De plus, signalons que CJW a fait quelques interventions et publications dans des ouvrages ou événements très sérieux, comme au Valcamonica Symposium en 2000 et 2007 ou encore dans la revue Antiquités Nationales en 2005 [21].
En 2008, elle est invitée à participer aux Dossiers d’Archéologie pour un numéro consacré à Lascaux, et coordonné par Jean CLOTTES, pour son « point de vue original » [22].

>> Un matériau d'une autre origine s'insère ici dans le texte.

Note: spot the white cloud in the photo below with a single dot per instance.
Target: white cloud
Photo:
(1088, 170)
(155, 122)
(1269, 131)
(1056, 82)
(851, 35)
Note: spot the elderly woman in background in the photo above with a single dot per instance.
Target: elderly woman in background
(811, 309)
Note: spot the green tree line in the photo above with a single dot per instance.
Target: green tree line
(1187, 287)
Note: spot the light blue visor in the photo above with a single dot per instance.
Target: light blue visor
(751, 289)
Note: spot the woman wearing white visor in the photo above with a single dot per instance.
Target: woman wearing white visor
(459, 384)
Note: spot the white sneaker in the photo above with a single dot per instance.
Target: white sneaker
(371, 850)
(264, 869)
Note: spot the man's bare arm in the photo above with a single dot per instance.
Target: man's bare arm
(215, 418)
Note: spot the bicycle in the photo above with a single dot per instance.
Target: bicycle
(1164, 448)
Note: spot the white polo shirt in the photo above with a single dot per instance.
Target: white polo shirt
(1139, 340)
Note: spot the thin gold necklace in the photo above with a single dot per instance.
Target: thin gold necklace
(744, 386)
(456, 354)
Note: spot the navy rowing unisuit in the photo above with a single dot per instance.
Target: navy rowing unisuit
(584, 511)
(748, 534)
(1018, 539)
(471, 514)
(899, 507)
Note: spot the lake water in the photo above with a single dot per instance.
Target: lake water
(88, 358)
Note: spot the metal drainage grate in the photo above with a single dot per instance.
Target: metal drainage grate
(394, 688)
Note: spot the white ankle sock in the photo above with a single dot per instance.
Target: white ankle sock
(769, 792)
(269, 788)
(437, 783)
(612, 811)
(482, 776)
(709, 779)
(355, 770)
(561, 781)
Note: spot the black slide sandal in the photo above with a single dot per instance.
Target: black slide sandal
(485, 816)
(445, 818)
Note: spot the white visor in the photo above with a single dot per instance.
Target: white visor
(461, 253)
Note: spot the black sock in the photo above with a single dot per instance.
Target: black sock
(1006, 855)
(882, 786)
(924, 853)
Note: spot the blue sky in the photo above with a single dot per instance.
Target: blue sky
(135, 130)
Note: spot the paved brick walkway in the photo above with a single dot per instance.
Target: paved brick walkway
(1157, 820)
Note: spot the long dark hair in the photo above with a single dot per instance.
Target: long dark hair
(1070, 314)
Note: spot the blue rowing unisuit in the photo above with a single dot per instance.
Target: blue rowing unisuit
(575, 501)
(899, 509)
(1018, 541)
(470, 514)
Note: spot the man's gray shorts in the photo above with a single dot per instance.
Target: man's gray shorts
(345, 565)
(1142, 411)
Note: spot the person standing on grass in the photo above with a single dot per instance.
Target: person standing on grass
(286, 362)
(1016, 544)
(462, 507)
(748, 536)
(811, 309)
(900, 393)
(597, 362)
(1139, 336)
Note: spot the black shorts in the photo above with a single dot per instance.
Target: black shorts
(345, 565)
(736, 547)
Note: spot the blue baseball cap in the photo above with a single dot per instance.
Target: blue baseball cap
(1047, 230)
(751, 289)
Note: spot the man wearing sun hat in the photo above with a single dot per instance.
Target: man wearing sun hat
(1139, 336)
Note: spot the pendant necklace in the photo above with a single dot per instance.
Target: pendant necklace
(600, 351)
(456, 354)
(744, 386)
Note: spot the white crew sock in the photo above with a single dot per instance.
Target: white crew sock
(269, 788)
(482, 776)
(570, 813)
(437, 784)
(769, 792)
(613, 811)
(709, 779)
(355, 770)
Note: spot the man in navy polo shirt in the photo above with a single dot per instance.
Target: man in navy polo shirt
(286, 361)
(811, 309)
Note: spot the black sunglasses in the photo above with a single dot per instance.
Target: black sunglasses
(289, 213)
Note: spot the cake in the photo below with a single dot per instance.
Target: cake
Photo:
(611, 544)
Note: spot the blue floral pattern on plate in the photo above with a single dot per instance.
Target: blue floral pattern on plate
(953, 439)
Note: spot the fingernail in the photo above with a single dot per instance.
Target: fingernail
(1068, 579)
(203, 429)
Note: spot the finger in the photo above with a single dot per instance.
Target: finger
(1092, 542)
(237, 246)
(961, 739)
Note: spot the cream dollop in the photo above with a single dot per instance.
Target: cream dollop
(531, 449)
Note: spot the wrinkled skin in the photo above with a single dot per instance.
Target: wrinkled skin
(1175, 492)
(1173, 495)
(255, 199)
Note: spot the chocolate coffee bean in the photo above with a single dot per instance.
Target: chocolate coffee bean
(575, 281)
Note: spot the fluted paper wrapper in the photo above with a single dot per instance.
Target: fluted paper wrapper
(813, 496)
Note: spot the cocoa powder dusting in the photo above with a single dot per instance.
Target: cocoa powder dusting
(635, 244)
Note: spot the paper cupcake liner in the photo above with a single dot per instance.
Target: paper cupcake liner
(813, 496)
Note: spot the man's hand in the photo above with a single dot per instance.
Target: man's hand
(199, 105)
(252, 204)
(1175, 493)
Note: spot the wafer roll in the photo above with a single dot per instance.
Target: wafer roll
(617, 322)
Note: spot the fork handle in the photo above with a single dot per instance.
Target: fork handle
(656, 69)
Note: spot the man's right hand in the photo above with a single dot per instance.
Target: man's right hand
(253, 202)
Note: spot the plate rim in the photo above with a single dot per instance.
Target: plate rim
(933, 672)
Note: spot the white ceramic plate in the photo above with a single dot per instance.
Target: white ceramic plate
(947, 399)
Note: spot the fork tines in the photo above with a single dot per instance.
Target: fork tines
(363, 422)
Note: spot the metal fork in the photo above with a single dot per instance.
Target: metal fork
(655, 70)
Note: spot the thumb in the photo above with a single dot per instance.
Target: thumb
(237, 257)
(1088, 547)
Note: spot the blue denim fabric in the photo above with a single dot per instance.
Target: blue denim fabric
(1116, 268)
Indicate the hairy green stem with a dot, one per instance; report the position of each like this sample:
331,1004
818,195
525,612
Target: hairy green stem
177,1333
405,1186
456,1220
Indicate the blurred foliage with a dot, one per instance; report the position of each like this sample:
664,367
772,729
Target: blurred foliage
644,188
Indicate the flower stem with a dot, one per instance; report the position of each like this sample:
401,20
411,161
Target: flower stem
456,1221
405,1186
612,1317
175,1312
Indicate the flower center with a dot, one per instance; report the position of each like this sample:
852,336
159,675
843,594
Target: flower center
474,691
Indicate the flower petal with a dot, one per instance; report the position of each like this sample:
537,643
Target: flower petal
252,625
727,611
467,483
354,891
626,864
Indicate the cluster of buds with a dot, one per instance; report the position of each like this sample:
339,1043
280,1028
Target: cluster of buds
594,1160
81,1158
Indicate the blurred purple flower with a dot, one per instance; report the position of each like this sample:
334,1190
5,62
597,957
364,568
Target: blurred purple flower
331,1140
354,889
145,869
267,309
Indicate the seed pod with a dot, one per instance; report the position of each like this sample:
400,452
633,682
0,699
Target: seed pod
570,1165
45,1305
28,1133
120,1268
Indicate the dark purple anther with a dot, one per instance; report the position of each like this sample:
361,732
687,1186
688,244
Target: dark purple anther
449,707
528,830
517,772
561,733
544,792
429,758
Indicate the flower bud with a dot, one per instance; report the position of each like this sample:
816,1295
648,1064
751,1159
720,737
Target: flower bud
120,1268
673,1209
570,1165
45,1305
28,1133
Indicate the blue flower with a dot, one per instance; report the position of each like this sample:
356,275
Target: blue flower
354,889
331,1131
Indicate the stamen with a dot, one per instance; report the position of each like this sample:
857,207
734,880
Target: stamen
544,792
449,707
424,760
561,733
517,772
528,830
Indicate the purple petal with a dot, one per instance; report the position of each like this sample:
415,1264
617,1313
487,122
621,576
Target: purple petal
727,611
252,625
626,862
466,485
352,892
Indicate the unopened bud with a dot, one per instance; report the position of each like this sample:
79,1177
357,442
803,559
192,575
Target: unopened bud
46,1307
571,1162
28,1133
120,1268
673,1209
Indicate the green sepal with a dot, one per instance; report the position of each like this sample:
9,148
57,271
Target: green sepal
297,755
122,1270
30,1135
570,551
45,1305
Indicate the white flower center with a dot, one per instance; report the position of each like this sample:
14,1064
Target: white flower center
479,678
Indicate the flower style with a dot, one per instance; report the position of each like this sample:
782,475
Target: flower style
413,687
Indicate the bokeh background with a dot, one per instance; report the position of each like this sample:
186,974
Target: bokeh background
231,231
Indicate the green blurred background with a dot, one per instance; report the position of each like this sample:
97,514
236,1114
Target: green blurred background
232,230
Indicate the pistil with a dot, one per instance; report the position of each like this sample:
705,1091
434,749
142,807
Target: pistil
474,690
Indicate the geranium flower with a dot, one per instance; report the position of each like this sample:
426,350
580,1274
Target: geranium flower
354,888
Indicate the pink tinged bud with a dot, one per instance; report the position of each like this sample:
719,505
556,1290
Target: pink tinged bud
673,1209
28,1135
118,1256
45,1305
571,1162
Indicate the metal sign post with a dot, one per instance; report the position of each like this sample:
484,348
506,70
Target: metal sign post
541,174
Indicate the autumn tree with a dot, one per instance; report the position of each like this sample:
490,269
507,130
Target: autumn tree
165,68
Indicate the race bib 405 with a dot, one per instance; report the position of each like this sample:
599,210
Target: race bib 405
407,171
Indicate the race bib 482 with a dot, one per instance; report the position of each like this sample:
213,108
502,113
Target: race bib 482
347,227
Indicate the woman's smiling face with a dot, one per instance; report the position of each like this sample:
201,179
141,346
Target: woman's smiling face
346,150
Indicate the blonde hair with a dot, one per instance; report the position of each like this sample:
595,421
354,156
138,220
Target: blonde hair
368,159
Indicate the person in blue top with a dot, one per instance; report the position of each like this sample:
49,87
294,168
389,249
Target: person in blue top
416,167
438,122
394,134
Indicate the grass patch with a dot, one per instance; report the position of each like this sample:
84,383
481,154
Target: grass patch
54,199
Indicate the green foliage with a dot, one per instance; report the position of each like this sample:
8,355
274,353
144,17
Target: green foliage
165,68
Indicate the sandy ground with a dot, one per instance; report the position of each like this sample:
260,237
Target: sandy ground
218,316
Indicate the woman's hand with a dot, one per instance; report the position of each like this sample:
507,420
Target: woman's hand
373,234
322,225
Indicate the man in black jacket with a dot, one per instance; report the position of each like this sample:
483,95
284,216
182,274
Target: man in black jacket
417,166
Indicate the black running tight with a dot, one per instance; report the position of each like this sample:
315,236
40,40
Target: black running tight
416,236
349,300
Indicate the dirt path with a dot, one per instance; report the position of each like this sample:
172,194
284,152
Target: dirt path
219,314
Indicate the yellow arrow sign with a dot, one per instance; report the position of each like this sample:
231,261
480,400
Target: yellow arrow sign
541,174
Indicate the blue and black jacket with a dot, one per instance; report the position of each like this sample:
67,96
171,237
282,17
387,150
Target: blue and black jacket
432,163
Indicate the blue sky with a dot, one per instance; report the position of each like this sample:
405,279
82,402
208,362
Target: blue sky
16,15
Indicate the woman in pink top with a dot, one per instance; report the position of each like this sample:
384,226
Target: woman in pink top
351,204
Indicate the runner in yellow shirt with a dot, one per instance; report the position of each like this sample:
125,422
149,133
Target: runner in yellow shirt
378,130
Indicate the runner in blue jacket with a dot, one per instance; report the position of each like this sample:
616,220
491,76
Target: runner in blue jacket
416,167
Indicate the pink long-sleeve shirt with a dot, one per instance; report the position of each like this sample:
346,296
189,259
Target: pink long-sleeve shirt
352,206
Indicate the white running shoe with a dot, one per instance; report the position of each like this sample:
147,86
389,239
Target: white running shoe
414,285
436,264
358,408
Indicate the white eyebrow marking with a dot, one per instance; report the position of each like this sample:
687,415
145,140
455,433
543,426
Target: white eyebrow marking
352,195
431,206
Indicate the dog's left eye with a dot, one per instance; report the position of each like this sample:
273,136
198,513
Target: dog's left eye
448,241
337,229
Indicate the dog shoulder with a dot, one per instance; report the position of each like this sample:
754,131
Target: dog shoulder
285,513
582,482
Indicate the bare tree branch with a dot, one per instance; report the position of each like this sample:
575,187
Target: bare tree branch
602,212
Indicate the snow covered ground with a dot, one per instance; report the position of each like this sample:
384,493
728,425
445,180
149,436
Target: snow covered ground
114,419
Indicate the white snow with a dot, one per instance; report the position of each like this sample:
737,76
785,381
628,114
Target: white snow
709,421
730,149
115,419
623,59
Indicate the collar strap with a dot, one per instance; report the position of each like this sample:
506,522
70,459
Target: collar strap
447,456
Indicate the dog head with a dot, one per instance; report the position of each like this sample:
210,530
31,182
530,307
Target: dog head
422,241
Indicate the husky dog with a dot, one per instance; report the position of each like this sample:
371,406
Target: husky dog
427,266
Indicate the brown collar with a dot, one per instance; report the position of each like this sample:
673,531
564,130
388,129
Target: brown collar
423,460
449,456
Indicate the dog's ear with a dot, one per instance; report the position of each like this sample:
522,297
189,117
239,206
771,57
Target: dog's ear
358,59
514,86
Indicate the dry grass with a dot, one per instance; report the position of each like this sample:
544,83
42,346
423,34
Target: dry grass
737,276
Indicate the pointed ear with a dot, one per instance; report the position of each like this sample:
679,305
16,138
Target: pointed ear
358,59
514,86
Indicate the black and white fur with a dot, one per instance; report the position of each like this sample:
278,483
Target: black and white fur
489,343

En outre, elle a depuis été invitée au Colloque « L’art paléolithique au risque du sens » (Cerisy-la-Salle, 2018), sous le parrainage scientifique d’Yves COPPENS [23]. Le but de ce colloque était de répondre aux questions posées par les œuvres paléolithiques, « en conviant les meilleurs spécialistes à faire le point sur leurs hypothèses », afin « d’en explorer (...) toutes les complémentarités ».
Cela montre que le milieu archéologique n’est pas totalement fermé à ses hypothèses (contrairement à ses assertions), et que malgré les réserves qu’elles suscitent, elles sont entendues à défaut d’être validées.
Et c’est toute la pertinence d’avoir l’intervention de Jean CLOTTES dans le documentaire : son interprétation chamanique des grottes ornées est (je cite le documentaire) « tout aussi audacieuse et controversée » [24], et il est donc tout désigné pour apporter du crédit à CJW, car il est la preuve qu’on peut être un spécialiste reconnu malgré des théories critiquées [25].
D’ailleurs le documentaire va plus loin, en postulant que l’interprétation des fresques de Lascaux pourrait relever des deux théories à la fois, ce que Fabrice NEYRET [26] interprète comme une « “solidarité des exclus” que l’on retrouve plus typiquement dans les pseudosciences, où souvent les “tenants” qui prennent le contre-pied des sciences ont en même temps une incroyable tolérance poussant au syncrétisme entre eux. » Il n’est bien sûr pas question de sous-entendre ici que Jean CLOTTES soit un pseudoscientifique, c’est uniquement la construction logique et narrative du documentaire qui est ici pointée du doigt, car cherchant manifestement à faire bénéficier CJW d’une partie de l’aura de son illustre collègue.
• Un autre point intéressant du positionnement de CJW est qu’elle se pose comme le pont entre deux disciplines.
À ce titre, CJW a fait plusieurs interventions à l’observatoire de Strasbourg dans les années 90 [27].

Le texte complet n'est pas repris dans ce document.